Semenjak abad ke-7 hingga abad ke-11 Masehi, Kerajaan Sriwijaya di Sumatera Selatan, menjadi pusat pengajaran agama Buddha di Indonesia dan Asia. Sebab banyak biksu-biksu dari luar Indonesia yang sengaja datang untuk mendalami Buddha.
Di Sriwijaya terdapat biksu yang dikenal memiliki pengetahuan luas tentang agama Buddha bernama Dharmakirti. Sepak terjang Dharmakirti sudah terdengar di banyak tempat lain dan banyak biksu yang ingin belajar langsung kepadanya.
Dikutip dari Indonesia.go.id, salah satu biksu yang datang khusus belajar agama Buddha di Indonesia adalah Atisha Dipankara, seorang biksu dan filosofi Buddha asal Bangladesh, Asia Selatan. Atisha tak hanya datang sendiri, ia rela mengajak 100 murid-muridnya ke Indonesia kala itu.

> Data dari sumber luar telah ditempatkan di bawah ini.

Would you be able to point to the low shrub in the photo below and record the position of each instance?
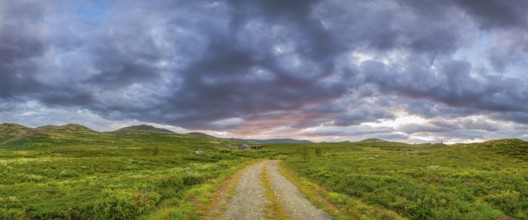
(124, 204)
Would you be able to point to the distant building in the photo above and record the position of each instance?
(244, 147)
(247, 147)
(258, 147)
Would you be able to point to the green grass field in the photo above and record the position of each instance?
(72, 172)
(470, 181)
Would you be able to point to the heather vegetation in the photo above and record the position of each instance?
(431, 181)
(72, 172)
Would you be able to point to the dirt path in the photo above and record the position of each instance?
(249, 201)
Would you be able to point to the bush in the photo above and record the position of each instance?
(124, 204)
(12, 214)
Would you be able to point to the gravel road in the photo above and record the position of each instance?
(249, 202)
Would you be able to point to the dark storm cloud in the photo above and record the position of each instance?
(20, 41)
(221, 64)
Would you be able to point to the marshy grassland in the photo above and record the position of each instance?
(72, 172)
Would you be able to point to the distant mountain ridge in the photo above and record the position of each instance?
(272, 141)
(13, 134)
(142, 128)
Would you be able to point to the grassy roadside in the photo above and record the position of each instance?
(338, 205)
(199, 200)
(274, 208)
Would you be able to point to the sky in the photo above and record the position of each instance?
(322, 70)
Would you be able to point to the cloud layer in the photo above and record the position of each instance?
(325, 70)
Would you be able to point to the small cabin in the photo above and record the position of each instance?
(258, 147)
(244, 147)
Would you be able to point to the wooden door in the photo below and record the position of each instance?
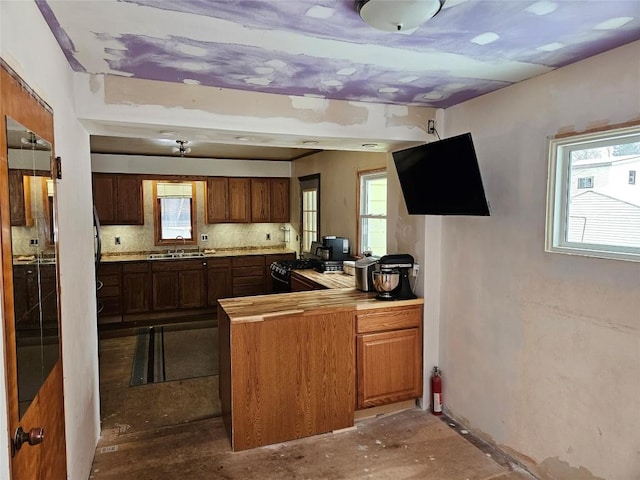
(260, 200)
(217, 199)
(44, 407)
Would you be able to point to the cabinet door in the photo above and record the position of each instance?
(239, 200)
(217, 199)
(129, 210)
(104, 198)
(166, 294)
(389, 367)
(192, 291)
(136, 288)
(280, 209)
(260, 200)
(218, 284)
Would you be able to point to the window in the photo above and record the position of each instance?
(593, 207)
(174, 212)
(309, 210)
(585, 182)
(373, 213)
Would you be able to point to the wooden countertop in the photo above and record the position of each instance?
(264, 307)
(233, 252)
(329, 280)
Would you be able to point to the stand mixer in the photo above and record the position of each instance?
(391, 279)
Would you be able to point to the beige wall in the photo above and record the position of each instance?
(338, 189)
(541, 352)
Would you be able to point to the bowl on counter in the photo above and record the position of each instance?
(385, 283)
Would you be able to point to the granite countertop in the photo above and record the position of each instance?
(265, 307)
(231, 252)
(329, 280)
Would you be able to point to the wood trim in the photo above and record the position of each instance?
(358, 200)
(604, 128)
(156, 216)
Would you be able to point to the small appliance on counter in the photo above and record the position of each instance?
(391, 277)
(364, 268)
(338, 247)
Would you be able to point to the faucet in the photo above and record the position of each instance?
(175, 243)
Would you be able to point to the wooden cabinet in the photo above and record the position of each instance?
(280, 203)
(110, 294)
(268, 260)
(247, 275)
(178, 284)
(35, 296)
(218, 279)
(270, 200)
(228, 200)
(292, 377)
(136, 287)
(118, 199)
(388, 355)
(260, 200)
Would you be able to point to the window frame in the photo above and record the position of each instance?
(309, 182)
(558, 188)
(157, 224)
(362, 176)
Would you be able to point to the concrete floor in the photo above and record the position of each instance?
(171, 431)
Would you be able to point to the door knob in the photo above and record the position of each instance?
(32, 437)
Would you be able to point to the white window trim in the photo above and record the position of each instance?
(557, 192)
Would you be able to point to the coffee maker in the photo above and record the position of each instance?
(390, 266)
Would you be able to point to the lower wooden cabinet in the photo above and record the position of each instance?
(136, 287)
(388, 356)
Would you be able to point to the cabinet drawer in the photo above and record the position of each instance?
(108, 269)
(177, 265)
(109, 291)
(239, 281)
(389, 319)
(109, 280)
(218, 262)
(251, 260)
(251, 271)
(137, 267)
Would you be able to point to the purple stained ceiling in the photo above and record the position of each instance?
(322, 48)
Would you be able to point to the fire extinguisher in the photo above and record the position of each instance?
(436, 391)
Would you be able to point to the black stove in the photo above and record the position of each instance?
(281, 272)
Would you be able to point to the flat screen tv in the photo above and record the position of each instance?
(442, 178)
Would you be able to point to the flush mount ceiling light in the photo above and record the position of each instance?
(181, 149)
(397, 15)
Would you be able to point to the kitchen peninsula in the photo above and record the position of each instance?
(299, 364)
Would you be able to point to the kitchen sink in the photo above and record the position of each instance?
(171, 255)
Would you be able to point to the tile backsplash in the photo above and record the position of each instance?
(140, 238)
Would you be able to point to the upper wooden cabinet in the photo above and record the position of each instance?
(118, 199)
(228, 200)
(270, 200)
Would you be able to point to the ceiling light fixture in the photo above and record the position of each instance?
(181, 149)
(397, 16)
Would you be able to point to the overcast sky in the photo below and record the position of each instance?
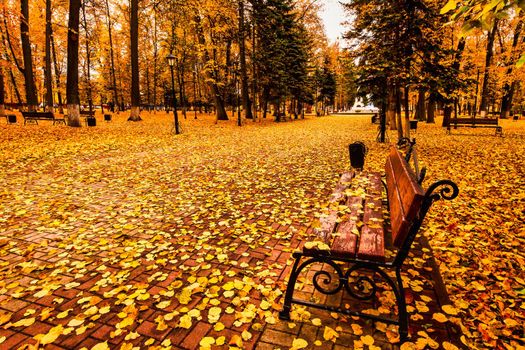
(332, 16)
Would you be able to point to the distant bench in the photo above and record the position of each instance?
(476, 123)
(34, 117)
(89, 117)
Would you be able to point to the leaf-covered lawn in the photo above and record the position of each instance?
(125, 235)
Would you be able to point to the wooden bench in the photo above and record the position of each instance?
(476, 123)
(34, 117)
(352, 237)
(89, 117)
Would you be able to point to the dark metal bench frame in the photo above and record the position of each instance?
(443, 189)
(476, 123)
(34, 117)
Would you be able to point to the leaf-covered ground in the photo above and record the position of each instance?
(125, 235)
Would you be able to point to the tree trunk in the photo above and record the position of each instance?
(135, 87)
(57, 76)
(73, 100)
(447, 112)
(155, 57)
(242, 56)
(407, 112)
(112, 58)
(88, 59)
(212, 80)
(31, 97)
(510, 86)
(431, 108)
(486, 74)
(7, 59)
(421, 111)
(47, 72)
(398, 112)
(254, 76)
(391, 107)
(2, 93)
(15, 87)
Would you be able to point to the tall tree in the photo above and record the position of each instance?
(112, 57)
(31, 96)
(47, 71)
(73, 99)
(243, 70)
(135, 78)
(510, 83)
(486, 73)
(211, 72)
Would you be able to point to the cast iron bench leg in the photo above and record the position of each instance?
(284, 314)
(402, 308)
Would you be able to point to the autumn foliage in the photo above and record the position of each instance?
(125, 235)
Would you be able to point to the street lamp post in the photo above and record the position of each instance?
(171, 62)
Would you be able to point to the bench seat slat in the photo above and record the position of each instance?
(345, 241)
(372, 239)
(404, 196)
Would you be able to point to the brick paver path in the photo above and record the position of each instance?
(124, 235)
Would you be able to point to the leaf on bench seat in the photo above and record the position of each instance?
(372, 240)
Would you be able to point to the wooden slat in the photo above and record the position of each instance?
(345, 240)
(327, 226)
(372, 240)
(405, 197)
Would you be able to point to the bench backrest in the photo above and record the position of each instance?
(405, 196)
(487, 121)
(42, 115)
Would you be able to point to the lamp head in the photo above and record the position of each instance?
(171, 60)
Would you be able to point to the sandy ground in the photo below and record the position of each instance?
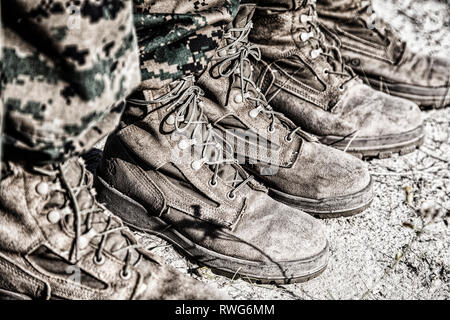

Karena kepopuleran Dharmakirti membuat Atisha ingin datang meskipun harus menempuh perjalanan yang tak mudah dari Bangladesh menuju Sriwijaya. Ia harus mengarungi lautan luas selama beberapa hari dan tiba di Sriwijaya.
Atisha dan 100 muridnya belajar di Sriwijaya selama 13 tahun lamanya, tepatnya dalam rentang tahun 1011 hingga 1023. Ternyata Atisha tak hanya belajar Buddha di Sriwijaya, sebab ia juga mengunjungi Candi Borobudur di Jawa Tengah demi belajar teks Mahayana yang dipahatkan menjadi bangunan Candi Borobudur.
Peninggalan Kerajaan Sriwijaya (Kompas.com)
Selain Atisha, juga ada biksu I-Tsing asal China yang rela belajar agama Buddha di Sriwijaya. Jika Athisha selama 13 tahun di Sriwijaya, I-Tsing hanya 6 bulan berada di sana. I-Tsing juga belajar bahasa sansekerta. Setelah mengunjungi Indonesia, I-Tsing melanjutkan perjalanan ke India.
Dharmakirti dalam tradisi agama Buddha Tibetan disebut dengan nama Serlingpa dan dianggap Guru Bodhichitta. Selain menjadi biksu tertinggi di Kerajaan Sriwijaya , Dharmakirti juga memiliki pengetahuan luas karena tercatat juga menyusun kitab Abhisamayalamkara.